California tried ramming EVs down their residents' throats a few years back. They mandated every manufacturer that was going to sell new vehicles in that state had to sell a certain percentage of EVs. It was a big deal in the trade magazines, because there is always the fear that a lot of their rules and regulations, like George Clooney's smug cloud, will drift east and become an issue for the rest of us. While sometimes this does happen, thankfully the EV nonsense fizzled pretty quickly.

It did give Californians access to hastily designed and built electric versions of Chevrolet S10s, Ford Rangers, Toyota RAV4, and others. These were of course mostly sold to gov't agencies on taxpayers dimes and I would imagine hardly any are still in use today (although the ICE version of all of these could easily still be in use, many probably are :rolleyes: ).

When the manufacturers realized that nobody was going to guy them, they just decided they would not sell cars in California. Kind of like when the CARB folks would not let Volkswagen sell new TDIs there. So, people that wanted them just paid MORE to buy "used" ones, thus not only thwarting the rules, but also robbing California of sales tax and other dealer revenue.

CARB caved, and in one magazine there was a nice article about an apology from them for such a bonehead move that clearly was doomed to failure. However, the idea was certainly sound. They just needed a little better planning, and really more time for technology to mature. California is WAY behind Germany on that front, in that Germans already tend to buy more economical cars to begin with, and do not have the huge fleet of old cars on the road. SoCal is chock full of old (and I mean OLD, pre-emission control of any kind) cars. If nothing rusts out, and you can still get parts for them, and you do not crash them....

oilhammer October 11th, 2016 10:16

Quote:

Originally Posted by Jimmy Coconuts (Post 5155591)
Yup, I'm picturing all those "classic cars" in Cuba...


Most of which are powered by Japanese diesel engines from small pickup trucks. ;)

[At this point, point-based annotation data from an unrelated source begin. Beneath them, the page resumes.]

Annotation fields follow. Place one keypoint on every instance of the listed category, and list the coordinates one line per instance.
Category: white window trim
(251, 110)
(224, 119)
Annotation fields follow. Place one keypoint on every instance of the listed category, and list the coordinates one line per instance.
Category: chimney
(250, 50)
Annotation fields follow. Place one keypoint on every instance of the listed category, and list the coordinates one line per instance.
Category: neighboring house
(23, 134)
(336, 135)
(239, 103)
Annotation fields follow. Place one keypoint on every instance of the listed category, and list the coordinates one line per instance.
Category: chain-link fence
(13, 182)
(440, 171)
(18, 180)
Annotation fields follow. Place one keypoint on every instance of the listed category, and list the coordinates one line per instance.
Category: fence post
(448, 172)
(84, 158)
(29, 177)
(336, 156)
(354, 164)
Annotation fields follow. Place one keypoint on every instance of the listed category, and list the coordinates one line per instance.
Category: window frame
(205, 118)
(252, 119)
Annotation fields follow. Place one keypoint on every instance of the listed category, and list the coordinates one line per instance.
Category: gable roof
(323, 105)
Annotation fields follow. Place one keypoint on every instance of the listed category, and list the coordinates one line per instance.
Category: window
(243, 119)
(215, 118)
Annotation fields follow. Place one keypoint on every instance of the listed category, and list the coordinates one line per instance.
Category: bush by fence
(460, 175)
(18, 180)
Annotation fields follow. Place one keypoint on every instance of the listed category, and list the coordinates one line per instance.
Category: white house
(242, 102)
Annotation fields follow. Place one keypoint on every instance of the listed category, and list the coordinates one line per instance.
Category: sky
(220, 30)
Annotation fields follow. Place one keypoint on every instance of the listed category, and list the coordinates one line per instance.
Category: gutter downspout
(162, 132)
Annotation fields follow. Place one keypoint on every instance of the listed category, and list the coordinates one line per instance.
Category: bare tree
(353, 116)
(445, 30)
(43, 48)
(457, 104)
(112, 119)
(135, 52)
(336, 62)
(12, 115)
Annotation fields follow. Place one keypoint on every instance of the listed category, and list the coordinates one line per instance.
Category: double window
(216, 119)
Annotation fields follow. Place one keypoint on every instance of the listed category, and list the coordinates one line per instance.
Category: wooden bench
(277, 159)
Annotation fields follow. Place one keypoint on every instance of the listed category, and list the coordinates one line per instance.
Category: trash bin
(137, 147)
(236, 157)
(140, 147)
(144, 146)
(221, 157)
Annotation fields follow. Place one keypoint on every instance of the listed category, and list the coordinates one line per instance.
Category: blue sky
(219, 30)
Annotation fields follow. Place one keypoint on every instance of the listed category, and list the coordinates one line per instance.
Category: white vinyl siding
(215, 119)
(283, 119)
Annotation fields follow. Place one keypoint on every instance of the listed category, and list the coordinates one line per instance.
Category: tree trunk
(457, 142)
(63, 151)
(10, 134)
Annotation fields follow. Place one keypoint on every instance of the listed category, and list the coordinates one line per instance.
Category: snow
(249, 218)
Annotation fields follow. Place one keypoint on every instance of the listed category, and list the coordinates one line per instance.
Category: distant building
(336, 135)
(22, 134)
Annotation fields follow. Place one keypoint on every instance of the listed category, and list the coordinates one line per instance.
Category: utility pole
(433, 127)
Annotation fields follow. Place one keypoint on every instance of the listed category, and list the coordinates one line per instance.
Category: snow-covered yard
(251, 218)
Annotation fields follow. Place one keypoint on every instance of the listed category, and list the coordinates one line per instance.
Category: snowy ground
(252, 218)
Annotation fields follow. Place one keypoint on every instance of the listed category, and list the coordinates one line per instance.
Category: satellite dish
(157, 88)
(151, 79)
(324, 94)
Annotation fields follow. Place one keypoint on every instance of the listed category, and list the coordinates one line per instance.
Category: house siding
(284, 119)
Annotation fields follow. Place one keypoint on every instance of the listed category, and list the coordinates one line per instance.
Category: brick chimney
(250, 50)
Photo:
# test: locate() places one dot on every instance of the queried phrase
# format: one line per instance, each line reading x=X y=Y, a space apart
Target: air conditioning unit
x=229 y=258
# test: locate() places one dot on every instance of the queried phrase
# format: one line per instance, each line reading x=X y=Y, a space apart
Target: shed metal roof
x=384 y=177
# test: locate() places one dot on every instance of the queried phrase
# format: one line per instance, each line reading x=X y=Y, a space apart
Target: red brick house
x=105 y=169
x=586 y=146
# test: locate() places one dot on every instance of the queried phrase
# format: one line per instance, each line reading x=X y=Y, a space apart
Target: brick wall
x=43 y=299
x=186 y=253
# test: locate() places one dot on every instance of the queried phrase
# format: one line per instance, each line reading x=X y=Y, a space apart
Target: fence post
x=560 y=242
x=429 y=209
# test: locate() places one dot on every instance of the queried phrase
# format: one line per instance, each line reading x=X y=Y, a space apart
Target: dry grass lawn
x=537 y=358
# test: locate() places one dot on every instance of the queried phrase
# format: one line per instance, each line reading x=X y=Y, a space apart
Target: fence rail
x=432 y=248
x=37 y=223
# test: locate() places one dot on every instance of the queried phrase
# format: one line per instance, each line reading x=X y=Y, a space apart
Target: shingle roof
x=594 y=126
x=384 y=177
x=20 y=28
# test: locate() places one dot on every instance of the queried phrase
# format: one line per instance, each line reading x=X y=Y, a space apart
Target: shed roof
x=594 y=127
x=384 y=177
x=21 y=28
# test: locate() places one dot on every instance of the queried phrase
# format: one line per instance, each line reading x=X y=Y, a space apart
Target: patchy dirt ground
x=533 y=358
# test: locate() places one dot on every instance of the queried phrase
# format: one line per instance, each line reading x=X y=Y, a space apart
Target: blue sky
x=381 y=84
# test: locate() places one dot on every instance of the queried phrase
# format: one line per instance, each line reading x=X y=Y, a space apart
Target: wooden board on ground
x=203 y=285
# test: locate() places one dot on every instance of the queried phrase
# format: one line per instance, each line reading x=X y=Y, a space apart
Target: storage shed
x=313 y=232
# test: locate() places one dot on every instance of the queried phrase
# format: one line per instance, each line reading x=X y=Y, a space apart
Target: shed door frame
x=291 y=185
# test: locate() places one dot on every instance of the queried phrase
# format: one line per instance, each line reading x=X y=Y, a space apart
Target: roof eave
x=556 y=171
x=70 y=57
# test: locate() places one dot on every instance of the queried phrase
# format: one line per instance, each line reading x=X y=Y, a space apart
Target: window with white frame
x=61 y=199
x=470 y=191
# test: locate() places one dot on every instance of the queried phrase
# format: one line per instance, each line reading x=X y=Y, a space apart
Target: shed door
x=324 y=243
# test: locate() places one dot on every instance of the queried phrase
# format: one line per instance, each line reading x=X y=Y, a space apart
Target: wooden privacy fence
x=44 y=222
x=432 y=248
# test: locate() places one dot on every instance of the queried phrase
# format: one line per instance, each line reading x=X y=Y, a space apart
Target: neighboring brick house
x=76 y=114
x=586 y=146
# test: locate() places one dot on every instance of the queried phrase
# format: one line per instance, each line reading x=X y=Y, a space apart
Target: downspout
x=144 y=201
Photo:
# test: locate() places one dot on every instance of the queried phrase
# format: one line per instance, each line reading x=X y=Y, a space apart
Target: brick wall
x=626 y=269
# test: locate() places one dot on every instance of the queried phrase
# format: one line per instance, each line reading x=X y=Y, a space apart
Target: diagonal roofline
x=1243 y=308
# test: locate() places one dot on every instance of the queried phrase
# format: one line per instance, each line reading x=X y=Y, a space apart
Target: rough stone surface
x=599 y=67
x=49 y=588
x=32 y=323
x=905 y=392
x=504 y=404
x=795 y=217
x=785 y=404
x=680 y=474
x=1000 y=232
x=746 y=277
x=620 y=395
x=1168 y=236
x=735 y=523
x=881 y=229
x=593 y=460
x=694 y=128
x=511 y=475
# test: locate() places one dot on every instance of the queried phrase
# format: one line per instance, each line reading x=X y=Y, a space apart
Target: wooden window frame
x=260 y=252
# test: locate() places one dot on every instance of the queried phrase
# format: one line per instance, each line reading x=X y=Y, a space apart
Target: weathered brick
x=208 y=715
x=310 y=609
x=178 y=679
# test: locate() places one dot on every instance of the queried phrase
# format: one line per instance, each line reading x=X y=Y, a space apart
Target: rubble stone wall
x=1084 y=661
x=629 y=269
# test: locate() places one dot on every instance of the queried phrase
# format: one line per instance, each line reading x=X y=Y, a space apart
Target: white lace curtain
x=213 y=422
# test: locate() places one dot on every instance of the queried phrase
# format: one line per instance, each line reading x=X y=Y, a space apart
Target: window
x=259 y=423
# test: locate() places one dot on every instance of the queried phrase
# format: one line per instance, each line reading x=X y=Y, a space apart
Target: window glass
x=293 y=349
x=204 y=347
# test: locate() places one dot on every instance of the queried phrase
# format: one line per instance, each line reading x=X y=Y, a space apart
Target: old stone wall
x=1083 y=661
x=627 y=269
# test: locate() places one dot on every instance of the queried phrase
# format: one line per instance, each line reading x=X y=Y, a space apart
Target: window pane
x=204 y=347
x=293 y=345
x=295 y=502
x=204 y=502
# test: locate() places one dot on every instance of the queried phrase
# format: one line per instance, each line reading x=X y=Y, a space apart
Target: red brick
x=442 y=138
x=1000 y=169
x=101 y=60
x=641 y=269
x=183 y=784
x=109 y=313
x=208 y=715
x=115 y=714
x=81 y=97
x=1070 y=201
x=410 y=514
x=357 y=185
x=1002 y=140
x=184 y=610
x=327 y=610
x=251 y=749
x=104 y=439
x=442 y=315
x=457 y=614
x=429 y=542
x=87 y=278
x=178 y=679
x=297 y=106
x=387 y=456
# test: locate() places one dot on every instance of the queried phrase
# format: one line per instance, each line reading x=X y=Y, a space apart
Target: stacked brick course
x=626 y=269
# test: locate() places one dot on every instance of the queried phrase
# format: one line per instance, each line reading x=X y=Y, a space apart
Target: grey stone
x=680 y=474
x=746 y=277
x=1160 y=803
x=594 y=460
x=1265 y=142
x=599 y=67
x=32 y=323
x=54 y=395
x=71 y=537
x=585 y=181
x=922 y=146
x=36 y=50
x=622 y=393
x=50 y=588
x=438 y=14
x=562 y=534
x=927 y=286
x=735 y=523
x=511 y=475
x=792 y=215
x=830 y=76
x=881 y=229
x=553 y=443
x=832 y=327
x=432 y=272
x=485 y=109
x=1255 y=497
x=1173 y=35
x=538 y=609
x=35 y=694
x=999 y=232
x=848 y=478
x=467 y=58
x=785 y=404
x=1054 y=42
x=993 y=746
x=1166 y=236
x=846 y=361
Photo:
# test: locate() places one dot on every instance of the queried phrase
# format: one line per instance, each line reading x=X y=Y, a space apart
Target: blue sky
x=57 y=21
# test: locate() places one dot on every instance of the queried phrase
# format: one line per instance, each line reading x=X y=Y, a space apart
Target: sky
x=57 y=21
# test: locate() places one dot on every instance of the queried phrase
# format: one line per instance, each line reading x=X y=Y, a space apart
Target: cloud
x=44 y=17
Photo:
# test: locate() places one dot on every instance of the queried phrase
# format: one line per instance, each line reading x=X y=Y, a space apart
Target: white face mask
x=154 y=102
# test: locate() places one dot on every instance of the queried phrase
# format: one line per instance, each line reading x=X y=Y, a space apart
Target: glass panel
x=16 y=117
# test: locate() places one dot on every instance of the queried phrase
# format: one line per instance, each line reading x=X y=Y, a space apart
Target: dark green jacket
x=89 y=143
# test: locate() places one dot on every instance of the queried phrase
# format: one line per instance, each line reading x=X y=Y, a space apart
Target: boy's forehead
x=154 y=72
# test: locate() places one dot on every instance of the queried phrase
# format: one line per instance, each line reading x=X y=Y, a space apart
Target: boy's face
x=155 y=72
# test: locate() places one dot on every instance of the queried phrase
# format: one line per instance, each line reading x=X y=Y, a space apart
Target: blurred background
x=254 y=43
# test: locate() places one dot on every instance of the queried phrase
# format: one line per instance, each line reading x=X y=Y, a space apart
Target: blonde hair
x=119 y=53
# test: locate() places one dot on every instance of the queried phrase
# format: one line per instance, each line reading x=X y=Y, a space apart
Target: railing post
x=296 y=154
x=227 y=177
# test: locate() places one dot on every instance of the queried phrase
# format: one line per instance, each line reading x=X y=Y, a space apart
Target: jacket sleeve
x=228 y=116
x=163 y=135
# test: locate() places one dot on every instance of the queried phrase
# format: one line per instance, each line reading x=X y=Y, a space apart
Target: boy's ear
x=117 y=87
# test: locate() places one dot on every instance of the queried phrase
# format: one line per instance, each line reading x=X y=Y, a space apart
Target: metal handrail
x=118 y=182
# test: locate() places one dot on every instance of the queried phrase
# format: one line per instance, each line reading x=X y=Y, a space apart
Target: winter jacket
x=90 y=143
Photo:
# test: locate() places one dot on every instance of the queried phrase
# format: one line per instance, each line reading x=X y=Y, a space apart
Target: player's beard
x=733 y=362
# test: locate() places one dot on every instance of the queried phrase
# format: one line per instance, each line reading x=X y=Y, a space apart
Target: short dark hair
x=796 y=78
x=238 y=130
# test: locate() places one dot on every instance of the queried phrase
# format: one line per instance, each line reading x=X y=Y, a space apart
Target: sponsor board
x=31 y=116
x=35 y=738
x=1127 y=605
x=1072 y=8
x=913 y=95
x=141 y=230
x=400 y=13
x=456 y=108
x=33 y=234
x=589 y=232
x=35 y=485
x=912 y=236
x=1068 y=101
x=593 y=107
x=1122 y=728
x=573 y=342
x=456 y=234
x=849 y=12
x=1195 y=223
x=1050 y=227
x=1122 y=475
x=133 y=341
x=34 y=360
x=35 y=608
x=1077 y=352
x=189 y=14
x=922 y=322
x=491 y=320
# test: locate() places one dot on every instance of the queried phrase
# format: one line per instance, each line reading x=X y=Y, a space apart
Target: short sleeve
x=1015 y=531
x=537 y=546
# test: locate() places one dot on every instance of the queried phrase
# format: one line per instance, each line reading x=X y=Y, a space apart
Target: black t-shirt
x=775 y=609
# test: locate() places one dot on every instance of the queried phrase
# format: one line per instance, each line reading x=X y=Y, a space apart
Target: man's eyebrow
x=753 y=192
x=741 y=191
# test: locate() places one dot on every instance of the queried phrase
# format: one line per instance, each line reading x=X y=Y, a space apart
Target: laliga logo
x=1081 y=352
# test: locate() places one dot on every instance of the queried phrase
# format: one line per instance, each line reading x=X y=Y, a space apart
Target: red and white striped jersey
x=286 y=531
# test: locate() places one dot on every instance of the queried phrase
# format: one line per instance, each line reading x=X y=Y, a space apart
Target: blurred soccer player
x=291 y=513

LogicBomb October 11th, 2016 10:26

Quote:

Originally Posted by oilhammer (Post 5155653)
SoCal is chock full of old (and I mean OLD, pre-emission control of any kind) cars. If nothing rusts out, and you can still get parts for them, and you do not crash them....


Well there's more at play than just "what doesn't rust out", all Pre 75 vehicles are SMOG exempted, thus there's a huge user base that modifies vehicles, and can only do so, legally without paying stupid money for CARB EO parts, with a smog exempt vehicle. Even I myself have recently joined this crowd in my Search for a pre-74 BMW 2002.

But I rarely see such cars daily driven on the road. Most are weekend or show cruisers.

GoFaster October 11th, 2016 11:01

This didn't come from a "lawmaker", it came from an advocacy group with no authority.

donDavide October 11th, 2016 11:25

Lunacy, just pure lunacy.

Macradiators.com October 11th, 2016 12:08

clearly a joke. never gonna happen anytime soon.